По всей России разлетелись наши режиссеры и стали смотреть якутов, тувинцев, эвенков. На «Мосфильм» привезли множество фотографий актеров из этих республик. Перед Куросавой положили тридцать, а может, и сорок фотографий. Он стал отбирать. Он всегда все делал долго и добротно. Сначала отобрал десять фотографий. На следующий день разложил их и стал «шаманить». Отобрал две. Потом, отложив одну, сказал: «Вызывайте этого». Это и был Максим Мунзук.
До этого Мунзук снялся только в одном фильме, и никто у нас его не знал. Помню, когда он приехал на «Мосфильм» и пришел в группу, то первое, что сделал, улыбнулся и сказал: «Здравствуйте, я Мунзук». Все засмеялись. Он сразу всем понравился. Мы начали с ним репетировать, а потом сниматься.

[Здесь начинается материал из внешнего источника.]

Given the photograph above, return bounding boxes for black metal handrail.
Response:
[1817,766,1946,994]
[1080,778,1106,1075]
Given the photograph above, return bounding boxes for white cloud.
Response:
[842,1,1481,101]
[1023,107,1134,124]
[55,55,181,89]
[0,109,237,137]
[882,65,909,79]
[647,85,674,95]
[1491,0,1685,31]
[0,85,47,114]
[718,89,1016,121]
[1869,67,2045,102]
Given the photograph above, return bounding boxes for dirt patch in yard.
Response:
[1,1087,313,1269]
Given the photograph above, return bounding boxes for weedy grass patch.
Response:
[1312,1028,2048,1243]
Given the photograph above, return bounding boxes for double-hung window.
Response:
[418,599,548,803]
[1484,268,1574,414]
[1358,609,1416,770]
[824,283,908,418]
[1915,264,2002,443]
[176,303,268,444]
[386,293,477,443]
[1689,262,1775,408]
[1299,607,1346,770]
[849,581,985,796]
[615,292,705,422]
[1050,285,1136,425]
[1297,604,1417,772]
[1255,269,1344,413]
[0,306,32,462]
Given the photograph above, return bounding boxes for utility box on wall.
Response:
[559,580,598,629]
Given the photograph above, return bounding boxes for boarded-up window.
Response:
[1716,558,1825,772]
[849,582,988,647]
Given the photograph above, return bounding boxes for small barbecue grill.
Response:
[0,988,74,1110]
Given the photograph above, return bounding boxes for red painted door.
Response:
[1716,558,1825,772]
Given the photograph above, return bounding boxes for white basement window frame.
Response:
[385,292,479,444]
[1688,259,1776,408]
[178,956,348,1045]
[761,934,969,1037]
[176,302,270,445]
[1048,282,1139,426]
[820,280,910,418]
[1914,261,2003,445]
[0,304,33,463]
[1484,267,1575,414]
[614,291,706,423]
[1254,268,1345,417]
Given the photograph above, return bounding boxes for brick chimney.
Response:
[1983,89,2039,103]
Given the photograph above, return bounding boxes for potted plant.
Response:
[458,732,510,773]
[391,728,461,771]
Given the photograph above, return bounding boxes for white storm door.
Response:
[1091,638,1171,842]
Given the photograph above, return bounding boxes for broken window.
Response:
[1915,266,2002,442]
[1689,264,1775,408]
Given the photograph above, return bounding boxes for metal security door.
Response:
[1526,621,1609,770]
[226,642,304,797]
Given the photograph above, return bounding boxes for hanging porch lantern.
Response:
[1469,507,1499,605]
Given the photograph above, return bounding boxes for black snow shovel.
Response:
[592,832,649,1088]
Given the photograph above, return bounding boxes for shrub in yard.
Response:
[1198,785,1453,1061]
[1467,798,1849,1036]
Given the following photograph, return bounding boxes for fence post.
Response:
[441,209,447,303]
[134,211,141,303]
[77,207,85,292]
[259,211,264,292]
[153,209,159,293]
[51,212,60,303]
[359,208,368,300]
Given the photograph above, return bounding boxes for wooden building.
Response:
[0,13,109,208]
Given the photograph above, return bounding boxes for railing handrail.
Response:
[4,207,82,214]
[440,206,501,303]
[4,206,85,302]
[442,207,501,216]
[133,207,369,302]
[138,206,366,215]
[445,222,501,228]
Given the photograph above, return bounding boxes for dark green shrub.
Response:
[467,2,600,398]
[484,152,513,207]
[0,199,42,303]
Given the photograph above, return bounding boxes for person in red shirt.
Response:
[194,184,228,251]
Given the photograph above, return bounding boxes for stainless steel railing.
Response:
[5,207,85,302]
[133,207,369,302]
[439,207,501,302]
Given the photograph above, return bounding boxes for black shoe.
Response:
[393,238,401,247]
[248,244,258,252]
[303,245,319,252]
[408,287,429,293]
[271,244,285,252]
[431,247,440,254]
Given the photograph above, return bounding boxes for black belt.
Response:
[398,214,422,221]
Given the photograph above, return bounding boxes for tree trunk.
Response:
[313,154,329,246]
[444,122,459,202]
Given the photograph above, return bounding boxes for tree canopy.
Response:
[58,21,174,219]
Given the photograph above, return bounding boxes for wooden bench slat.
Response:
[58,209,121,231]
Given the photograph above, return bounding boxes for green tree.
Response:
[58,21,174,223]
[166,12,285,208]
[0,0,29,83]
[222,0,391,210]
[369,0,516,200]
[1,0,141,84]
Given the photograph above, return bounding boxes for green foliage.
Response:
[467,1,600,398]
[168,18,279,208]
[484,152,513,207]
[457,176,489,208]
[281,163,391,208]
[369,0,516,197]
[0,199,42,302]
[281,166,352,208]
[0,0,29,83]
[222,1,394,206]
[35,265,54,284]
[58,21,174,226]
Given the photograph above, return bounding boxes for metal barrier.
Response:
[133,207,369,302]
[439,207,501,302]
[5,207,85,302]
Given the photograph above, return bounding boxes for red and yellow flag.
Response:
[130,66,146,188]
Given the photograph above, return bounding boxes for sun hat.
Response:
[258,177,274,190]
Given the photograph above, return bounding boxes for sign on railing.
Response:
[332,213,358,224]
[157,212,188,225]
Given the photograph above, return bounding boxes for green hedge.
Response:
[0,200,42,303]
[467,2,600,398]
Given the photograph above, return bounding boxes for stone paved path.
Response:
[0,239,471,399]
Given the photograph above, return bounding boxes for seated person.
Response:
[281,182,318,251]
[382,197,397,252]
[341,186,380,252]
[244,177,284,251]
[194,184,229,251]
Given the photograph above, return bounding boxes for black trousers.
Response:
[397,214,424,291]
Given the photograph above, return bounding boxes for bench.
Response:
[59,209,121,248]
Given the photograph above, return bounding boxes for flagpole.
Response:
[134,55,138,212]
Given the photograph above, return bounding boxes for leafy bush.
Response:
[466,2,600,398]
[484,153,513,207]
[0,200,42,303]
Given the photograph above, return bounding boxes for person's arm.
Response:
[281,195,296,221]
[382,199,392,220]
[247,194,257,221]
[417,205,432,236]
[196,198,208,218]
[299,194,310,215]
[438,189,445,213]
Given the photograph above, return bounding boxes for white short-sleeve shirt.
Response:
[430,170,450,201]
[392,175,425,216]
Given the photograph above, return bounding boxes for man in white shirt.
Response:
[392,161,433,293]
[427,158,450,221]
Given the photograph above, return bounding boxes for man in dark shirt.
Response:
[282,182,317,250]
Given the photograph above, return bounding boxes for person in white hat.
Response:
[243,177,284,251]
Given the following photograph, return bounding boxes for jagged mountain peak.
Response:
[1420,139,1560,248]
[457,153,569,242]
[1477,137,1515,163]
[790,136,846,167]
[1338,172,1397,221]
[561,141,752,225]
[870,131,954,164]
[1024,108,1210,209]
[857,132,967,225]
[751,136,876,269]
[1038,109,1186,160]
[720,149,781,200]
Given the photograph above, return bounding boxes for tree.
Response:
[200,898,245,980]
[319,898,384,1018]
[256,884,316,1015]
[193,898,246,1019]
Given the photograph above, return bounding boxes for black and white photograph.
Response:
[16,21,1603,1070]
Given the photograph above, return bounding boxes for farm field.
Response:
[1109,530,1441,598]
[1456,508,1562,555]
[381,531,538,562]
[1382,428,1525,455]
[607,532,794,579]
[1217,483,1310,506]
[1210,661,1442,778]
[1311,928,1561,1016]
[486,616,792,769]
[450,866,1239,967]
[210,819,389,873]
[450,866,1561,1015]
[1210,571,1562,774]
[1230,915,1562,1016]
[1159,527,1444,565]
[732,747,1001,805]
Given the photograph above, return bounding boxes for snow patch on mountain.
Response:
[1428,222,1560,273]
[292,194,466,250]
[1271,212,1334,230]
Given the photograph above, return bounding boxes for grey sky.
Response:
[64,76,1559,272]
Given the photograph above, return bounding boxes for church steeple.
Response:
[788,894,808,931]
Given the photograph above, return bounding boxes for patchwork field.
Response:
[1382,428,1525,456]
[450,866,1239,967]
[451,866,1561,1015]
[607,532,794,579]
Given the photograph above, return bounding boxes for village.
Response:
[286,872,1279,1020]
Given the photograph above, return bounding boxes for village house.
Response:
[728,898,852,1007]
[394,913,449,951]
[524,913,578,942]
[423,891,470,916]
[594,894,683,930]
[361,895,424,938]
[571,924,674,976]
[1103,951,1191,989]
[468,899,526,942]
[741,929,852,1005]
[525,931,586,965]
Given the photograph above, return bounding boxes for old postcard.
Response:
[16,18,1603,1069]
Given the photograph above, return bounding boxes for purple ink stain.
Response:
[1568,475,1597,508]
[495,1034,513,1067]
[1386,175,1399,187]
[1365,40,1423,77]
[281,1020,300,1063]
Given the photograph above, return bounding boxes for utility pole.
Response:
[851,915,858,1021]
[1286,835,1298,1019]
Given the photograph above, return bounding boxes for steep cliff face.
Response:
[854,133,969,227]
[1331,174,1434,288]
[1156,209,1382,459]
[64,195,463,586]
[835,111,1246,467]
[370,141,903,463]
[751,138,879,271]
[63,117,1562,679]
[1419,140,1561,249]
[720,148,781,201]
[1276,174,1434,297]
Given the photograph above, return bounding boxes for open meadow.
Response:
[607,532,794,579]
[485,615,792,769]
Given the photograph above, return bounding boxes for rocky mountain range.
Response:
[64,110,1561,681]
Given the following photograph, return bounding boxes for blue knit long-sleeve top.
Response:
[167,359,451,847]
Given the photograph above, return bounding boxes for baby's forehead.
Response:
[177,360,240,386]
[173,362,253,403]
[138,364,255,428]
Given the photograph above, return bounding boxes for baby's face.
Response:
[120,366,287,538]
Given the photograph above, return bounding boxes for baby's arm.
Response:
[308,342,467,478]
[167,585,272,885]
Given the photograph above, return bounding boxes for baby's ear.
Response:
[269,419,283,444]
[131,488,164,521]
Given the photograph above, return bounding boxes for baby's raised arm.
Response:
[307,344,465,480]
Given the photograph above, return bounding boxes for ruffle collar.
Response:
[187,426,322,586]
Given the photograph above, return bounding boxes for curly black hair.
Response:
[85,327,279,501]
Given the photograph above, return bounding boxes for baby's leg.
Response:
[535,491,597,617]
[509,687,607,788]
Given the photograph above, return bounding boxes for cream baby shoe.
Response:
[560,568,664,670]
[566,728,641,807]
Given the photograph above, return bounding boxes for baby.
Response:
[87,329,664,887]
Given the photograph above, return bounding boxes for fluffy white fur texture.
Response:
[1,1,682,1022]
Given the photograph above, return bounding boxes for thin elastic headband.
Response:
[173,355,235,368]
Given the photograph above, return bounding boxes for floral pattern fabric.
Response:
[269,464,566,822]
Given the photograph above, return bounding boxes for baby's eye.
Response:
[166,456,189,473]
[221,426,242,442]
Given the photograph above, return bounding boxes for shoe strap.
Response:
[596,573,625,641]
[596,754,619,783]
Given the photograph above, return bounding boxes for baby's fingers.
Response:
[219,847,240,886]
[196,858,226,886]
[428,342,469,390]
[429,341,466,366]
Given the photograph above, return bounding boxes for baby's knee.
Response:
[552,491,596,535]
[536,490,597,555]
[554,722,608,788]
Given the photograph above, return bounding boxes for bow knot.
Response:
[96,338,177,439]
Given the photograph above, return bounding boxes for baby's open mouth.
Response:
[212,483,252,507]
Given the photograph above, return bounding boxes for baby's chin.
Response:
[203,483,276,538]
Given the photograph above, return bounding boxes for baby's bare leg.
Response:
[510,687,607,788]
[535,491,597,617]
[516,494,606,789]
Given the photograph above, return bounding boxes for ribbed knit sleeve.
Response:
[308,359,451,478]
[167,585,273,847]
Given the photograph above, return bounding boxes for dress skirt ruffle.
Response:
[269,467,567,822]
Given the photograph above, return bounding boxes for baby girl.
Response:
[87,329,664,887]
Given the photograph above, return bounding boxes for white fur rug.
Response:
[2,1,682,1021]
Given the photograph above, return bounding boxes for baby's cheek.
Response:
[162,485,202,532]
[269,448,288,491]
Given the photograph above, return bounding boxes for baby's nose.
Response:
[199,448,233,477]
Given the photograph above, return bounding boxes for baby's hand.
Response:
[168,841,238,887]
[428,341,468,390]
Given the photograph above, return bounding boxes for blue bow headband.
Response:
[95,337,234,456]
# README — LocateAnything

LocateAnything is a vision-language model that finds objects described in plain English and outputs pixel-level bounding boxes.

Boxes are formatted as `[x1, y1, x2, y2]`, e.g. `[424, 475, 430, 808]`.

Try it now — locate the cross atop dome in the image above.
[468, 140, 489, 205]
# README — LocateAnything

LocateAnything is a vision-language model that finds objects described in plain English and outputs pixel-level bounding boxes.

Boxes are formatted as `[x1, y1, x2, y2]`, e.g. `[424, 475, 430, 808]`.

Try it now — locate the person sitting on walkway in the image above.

Конечно, совмещать работу в театре и съемки всегда непросто. Никто бы не посмел сниматься без разрешения руководства. В театр обязательно присылали письмо со студии, в котором было сказано: «Ваш артист утвержден на роль» — и указан график съемки. Царев всегда писал резолюцию: «В свободное от работы время». В этот раз сам Сизов написал письмо Цареву. Михаил Иванович вызвал меня и сказал, что, конечно, понимает, что значит сниматься у Куросавы, и дал мне отпуск.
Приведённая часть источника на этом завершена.